How much cash are you going to need at closing? What account are you going to pull these funds from? After you have met with your Mortgage Planner and you are trying to decide how to structure your offer to the seller, consider the option of having the seller contribute towards closing/prepaids.
If the industry is in fact moving toward more buyers being forced to make down payments, some of those soon-to-be home owners might want to consider maxing out the seller’s contribution limits. Different loan programs will allow the seller to contribute towards closing costs. In order for the seller to do this, you have to offer them a price that works for them.
For example, let’s say you were able to negotiate the seller down to a sales price of $200,000 and at that price, the seller is not paying anything. We will assume the buyer is putting 5% ($10,000) down and will finance the remaining 95% ($190,000). For our example we will assume the closing costs are $5,000. To set up the escrow account, another $2,000 will be required at closing. Let’s also assume our buyer has saved up $18,000 for the entire home buying process and has no other real savings.
At present, Fannie Mae will allow the seller to contribute up to 3% of the sales price if the buyer is making a down payment of 5% or less. So we could ask the seller to pay $6,000 in the above example, which would leave ($5,000+$2,000 less $6,000) $1,000 left for our borrower to pay. With the $10,000 down payment and the $1,000 left in closing, our buyer would be looking at $11,000 to close.
Based on the above example, our buyer has $7,000 left in the bank for moving costs, utility hookups, and some basic home improvements. As opposed to not having the seller pay anything and the buyer would only have $1,000 left of the original $18,000 after paying the $17,000 in down payment, closing, and escrow.

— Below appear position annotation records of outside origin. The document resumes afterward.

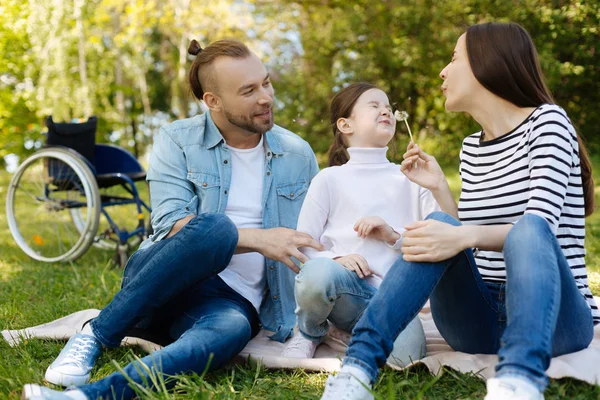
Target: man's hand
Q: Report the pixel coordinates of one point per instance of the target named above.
(376, 228)
(179, 224)
(279, 244)
(356, 263)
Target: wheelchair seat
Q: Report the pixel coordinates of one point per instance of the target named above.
(113, 161)
(108, 163)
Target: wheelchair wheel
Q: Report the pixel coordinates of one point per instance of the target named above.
(42, 193)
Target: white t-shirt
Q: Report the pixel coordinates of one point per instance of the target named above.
(246, 272)
(367, 185)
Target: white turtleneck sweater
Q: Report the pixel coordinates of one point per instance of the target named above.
(368, 185)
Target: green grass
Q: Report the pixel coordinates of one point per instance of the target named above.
(32, 293)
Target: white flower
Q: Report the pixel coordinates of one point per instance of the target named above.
(400, 115)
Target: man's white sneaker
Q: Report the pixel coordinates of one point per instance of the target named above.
(73, 365)
(299, 347)
(351, 383)
(511, 388)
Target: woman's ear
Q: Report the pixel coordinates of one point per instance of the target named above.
(344, 126)
(212, 101)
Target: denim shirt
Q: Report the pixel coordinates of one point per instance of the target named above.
(190, 173)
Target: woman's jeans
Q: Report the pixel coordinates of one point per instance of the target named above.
(537, 314)
(173, 285)
(326, 291)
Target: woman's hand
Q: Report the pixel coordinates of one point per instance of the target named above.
(376, 228)
(432, 241)
(427, 173)
(356, 263)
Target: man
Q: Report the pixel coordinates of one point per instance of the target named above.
(226, 190)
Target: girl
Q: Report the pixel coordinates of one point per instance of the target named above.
(356, 209)
(527, 187)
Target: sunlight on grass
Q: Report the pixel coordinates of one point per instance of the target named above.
(8, 270)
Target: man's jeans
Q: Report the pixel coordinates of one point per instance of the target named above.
(537, 314)
(173, 285)
(325, 290)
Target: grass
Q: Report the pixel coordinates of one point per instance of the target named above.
(32, 293)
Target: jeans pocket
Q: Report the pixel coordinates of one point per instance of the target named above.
(129, 271)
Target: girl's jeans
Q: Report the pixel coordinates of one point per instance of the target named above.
(537, 314)
(325, 290)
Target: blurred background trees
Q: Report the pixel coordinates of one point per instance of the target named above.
(126, 61)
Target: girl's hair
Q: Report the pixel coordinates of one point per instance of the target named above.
(341, 107)
(201, 75)
(504, 60)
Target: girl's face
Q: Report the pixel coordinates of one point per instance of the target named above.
(460, 85)
(371, 123)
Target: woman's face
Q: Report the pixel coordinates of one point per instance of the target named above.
(460, 86)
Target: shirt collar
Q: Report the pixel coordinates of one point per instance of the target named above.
(368, 155)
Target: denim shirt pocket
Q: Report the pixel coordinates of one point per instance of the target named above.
(289, 201)
(207, 188)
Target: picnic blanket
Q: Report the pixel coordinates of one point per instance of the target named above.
(583, 365)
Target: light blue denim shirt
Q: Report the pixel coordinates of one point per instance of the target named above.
(190, 173)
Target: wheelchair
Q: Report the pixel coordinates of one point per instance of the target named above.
(57, 196)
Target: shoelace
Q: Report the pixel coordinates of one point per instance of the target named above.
(80, 350)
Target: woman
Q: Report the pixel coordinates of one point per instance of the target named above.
(522, 291)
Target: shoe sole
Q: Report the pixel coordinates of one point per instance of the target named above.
(29, 391)
(65, 380)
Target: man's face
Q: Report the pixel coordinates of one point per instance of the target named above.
(246, 93)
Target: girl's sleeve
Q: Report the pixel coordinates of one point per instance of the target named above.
(314, 213)
(552, 155)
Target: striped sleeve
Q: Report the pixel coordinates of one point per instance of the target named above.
(552, 144)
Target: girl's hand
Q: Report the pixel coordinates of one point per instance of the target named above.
(356, 263)
(427, 173)
(376, 228)
(431, 241)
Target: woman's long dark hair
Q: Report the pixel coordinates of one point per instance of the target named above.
(504, 60)
(341, 107)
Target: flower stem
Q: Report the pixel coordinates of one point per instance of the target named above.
(409, 132)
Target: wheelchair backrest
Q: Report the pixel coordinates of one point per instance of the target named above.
(80, 137)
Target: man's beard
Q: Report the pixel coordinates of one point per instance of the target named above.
(248, 123)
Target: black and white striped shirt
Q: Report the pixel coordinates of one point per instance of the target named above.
(532, 169)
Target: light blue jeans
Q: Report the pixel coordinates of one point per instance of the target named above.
(539, 313)
(171, 289)
(325, 290)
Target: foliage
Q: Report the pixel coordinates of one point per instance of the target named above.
(126, 62)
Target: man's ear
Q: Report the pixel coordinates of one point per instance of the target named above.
(344, 126)
(212, 101)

So what is the difference? Assuming you would have to give the seller $6,000 more to have them contribute the same amount towards closing, you are raising the monthly payment by $34. This breaks down to $5.67 for each $1,000 that the seller pays. So what makes you sleep better at night, a $34 a month lower payment or $6,000 left in the bank? Lots of new home owners will struggle in the first few months will all the little things that come up after closing. Keeping a little of your cash in the bank by spending some of the seller’s money might help you be ready for the unknown and sleep a little easier.
Talk to your Mortgage Planner and find out what the seller’s contribution limits are for the loan program that you are looking at to see what your options are.
There is nothing better than a good night’s sleep.